During the Christmas season, many will take to the streets, churches, and even schools to sing the beautiful Christmas carols. “Joy to the World” is quite possibly one of the most positive and uplifting carols of the Christmas season.
Background of the Hymnists of “Joy to the World”
Isaac Watts is the author of this beautiful hymn. He was a pastor, theological author, as well as the “Father of English Hymnody.” He wrote over 700 hymns, many of which churches sing in their weekly meetings. Some famed hymns are “When I Survey the Wondrous Cross” and “Am I a Soldier of the Cross?”
The composer for “Joy to the World” was world-renowned composer, George Handel. Handel is famous for his composition of such works as Water Music, Music for the Royal Fireworks, and widely sung Messiah. Due to some wording and the tune being similar to parts of the Messiah, many insist that Handel could be the composer. Some scholars, however, refute Handel’s authorship of the hymn.
The most possible arranger of “Joy to the World” was Lowell Mason. He was an American music educator, editor, and hymn composer. He arranged the Watt’s hymn “When I Survey,” along with many others. Some other famous hymns he composed were “My Faith Looks Up to Thee” and “Nearer, My God, to Thee.”
Background of the Hymn “Joy to the World”
“Joy to the World” first appeared in print in the collection entitled The Psalms of David, Imitated in the Language of the New Testament in 1719. Later, in 1839, it appeared in The Modern Psalmist. The cryptic notation of “from Handel” and the unmistakable blend of Handel’s Messiah and other Watt’s tunes indicated the authorship of the hymn.
The hymn finds its origins from the last half of Psalm 98. The Psalm celebrates God’s protection and restoration of His chosen people. Both the Psalm and hymn looks to the return of the Saviour and His earthly reign. It also has a glint of Handel’s “Lift Up Your Heads, O Ye Gates.”
Carolers joyfully sing this hymn during the Christmas holiday; however, it contains no reference to Joseph, Mary, shepherds, and angels. Tradition of singing this hymn during the winter holidays, celebrating both advents of the Saviour, surpassed the need for nativity type hymns.
Meditation on the Hymn “Joy to the World”
Since there is only one stanza mentioning the birth of Jesus, the hymn can find its place any time of the year.
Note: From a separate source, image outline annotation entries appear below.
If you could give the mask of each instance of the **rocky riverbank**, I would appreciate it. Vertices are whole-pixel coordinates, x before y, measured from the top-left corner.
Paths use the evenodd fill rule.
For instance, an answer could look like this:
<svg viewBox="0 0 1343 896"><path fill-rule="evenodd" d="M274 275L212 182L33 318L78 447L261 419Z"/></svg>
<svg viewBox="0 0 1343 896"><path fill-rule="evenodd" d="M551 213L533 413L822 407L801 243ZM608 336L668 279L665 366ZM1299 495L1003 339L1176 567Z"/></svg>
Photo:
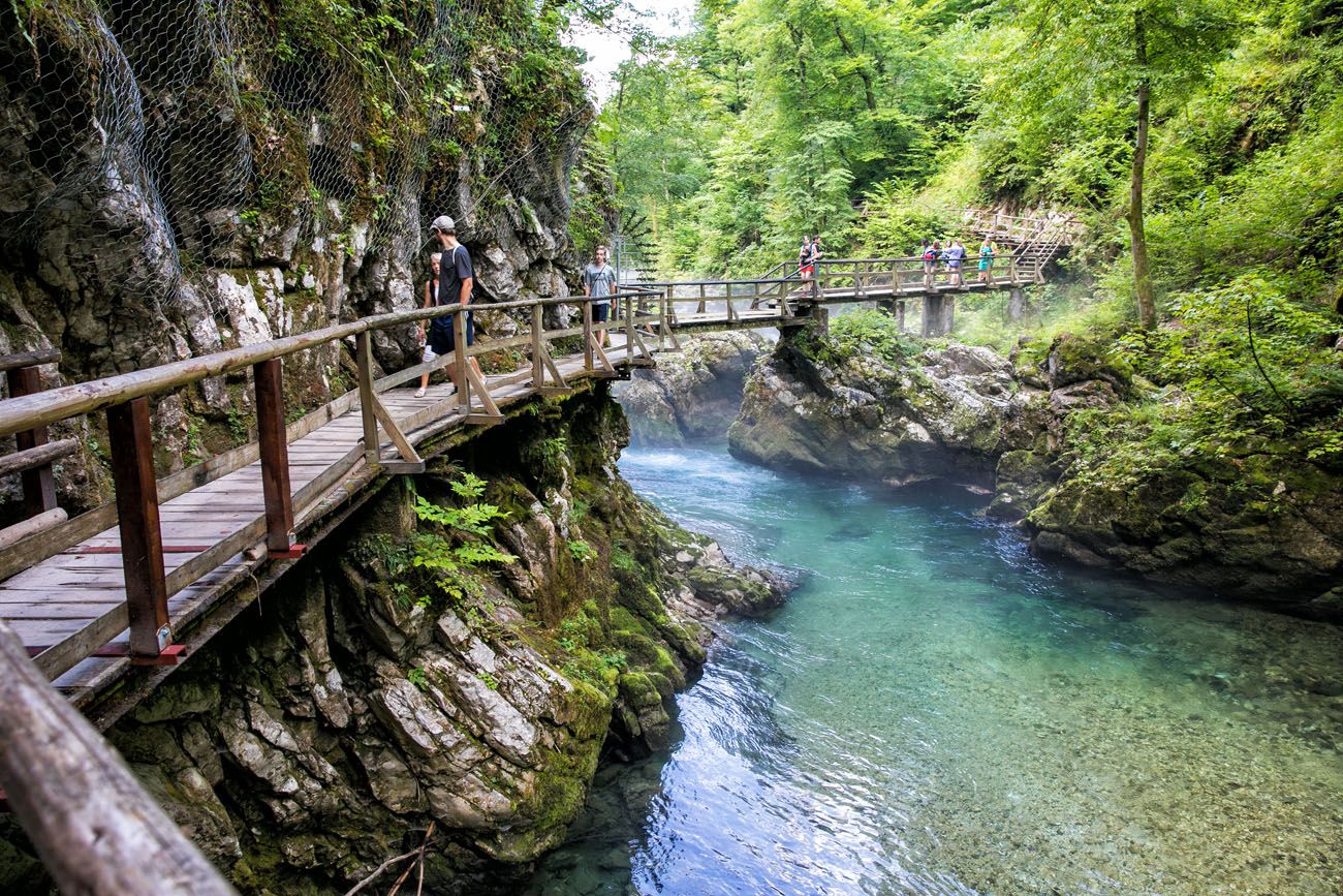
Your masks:
<svg viewBox="0 0 1343 896"><path fill-rule="evenodd" d="M604 391L537 399L391 480L109 739L244 893L345 892L430 823L426 892L510 892L666 744L705 622L783 599L630 490L626 441ZM16 832L0 889L46 893Z"/></svg>
<svg viewBox="0 0 1343 896"><path fill-rule="evenodd" d="M992 496L1041 555L1343 619L1343 472L1246 449L1092 474L1097 412L1156 396L1104 345L1064 334L1013 357L920 344L864 318L782 343L751 375L729 430L737 457L779 469Z"/></svg>
<svg viewBox="0 0 1343 896"><path fill-rule="evenodd" d="M681 446L721 438L741 410L741 394L756 360L771 348L755 330L682 336L681 352L637 369L612 395L630 418L634 445Z"/></svg>

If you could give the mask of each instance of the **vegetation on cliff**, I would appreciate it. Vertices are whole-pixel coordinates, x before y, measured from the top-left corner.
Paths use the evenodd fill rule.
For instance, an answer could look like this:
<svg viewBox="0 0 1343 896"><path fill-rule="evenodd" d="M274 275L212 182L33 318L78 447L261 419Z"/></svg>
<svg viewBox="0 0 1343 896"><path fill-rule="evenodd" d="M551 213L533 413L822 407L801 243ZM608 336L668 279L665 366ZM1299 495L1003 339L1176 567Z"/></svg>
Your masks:
<svg viewBox="0 0 1343 896"><path fill-rule="evenodd" d="M1080 559L1175 543L1237 566L1234 537L1199 539L1300 535L1291 521L1323 513L1343 474L1339 15L704 3L689 36L622 70L603 120L623 201L672 270L759 273L803 231L831 257L909 255L955 235L962 206L1077 215L1086 238L1026 320L1006 296L958 298L960 339L1011 352L1022 386L1068 406L1046 450L1009 453L1014 513L1037 508L1027 524ZM676 138L657 167L623 154L658 134ZM924 363L866 316L807 351L841 372L864 352ZM1124 384L1052 382L1052 363ZM1316 547L1332 568L1340 545Z"/></svg>

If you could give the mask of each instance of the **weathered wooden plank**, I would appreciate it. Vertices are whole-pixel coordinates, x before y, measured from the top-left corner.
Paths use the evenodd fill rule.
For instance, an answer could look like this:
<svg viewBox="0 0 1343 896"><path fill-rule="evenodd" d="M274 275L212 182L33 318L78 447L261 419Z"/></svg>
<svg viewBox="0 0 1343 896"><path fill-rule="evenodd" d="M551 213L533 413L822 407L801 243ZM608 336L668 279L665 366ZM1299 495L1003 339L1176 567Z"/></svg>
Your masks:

Christians can celebrate the Saviour’s coming with the first verse, “Joy to the World, the Lord is Come.” And even though there was no place for Him to lay His head at His birth, followers of Christ can “prepare Him room” in their hearts.
The reader of the hymn can find that the “joy” Watts found in the Saviour. Men find joy in His coming, but also in His reign. Not just men, but even rocks, hills, and plains “repeat the sounding joy.” Men will also find joy in His payment for sins, so that sins and sorrows no longer have to grow. Lastly, Christians will joy in His ruling the world with truth and grace.
It is the “wonders of His love” for sinners of the world that can bring everlasting joy. It is a song and hymn of encouragement that has lasted for centuries. “Joy to the World” may be considered a Christmas carol, however, it is appropriate for anytime of year.